Au Mali il y a eu un coup d’état qui a renversé Modibo Keita qui avait imposé un régime de parti unique jusqu’au moment où il y a eu une révolte populaire. Modibo a été déposé et détenu par les militaires. Moussa Traoré, un militaire, a donc pris le pouvoir, il y est resté pendant longtemps. Quelques années plus tard il y a eu une autre révolte populaire, le peuple en avait assez. Moussa Traoré a réprimandé la population en tirant sur la foule. C’est à ce moment là qu’un autre militaire, Amadou Toumani Touré, qui préfigure le personnage de Moriko, comme Moriko il a arbitré entre Moussa Traoré et le peuple révolté comme on le voit dans Les Gardiens du Temples à la Place de l’Indépendance. Toumani Touré est intervenu et a fait arrêter les violences. Il a détenu Traoré qui a été jugé, condamné et Amadou Toumani Touré quand à lui, a rétabli l’ordre et a rendu le pouvoir aux civils. A ce moment là, il y a eu un vote démocratique où Alpha Oumar Konaré a été élu président de la République du Mali. Toumani Touré s’est retiré et il est devenu une espèce de sage.

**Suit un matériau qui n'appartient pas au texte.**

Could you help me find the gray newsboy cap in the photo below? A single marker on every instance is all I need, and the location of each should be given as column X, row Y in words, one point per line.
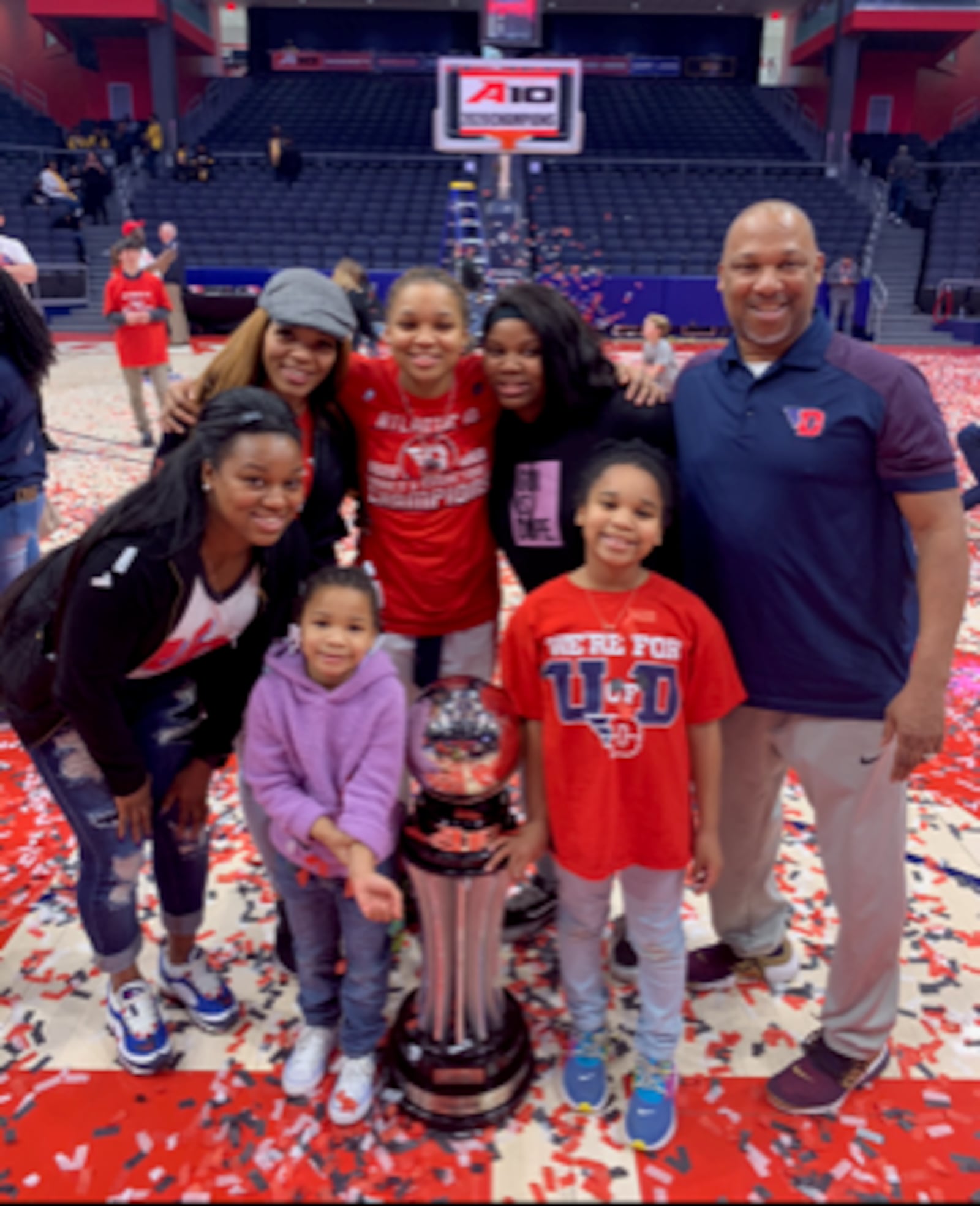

Dans le livre j’avais anticipé les coups d’état sympathiques et les conférences nationales. J’avais tout à fait imaginé cela, je sentais que les choses ne pouvaient pas continuer comme cela, avec les régimes présidentiels d’Houphouët Boigny, de Modibo Keita, Eyadema, Mobutu… Ils ont beau faire du bruit, corrompre, on se rend compte que ça ne peut pas durer éternellement, parce que ça ne résout pas les problèmes. A un moment donné, il y a une révolte qui se produit quelque part. Et quand cette révolte se produit, il faut la réprimer brutalement et si un autre civil s’impose, ça va durer quelque temps jusqu’à la prochaine révolte. Le cycle ne prendra fin que lorsque tous les protagonistes de la cause du pays se retrouvent et pendant des jours et des nuits, des semaines et des mois, ils discutent. En général, ils discutent en présence de leaders religieux, de représentants de la société civile, des paysans, des hommes politiques, des intellectuels, tout le monde est là.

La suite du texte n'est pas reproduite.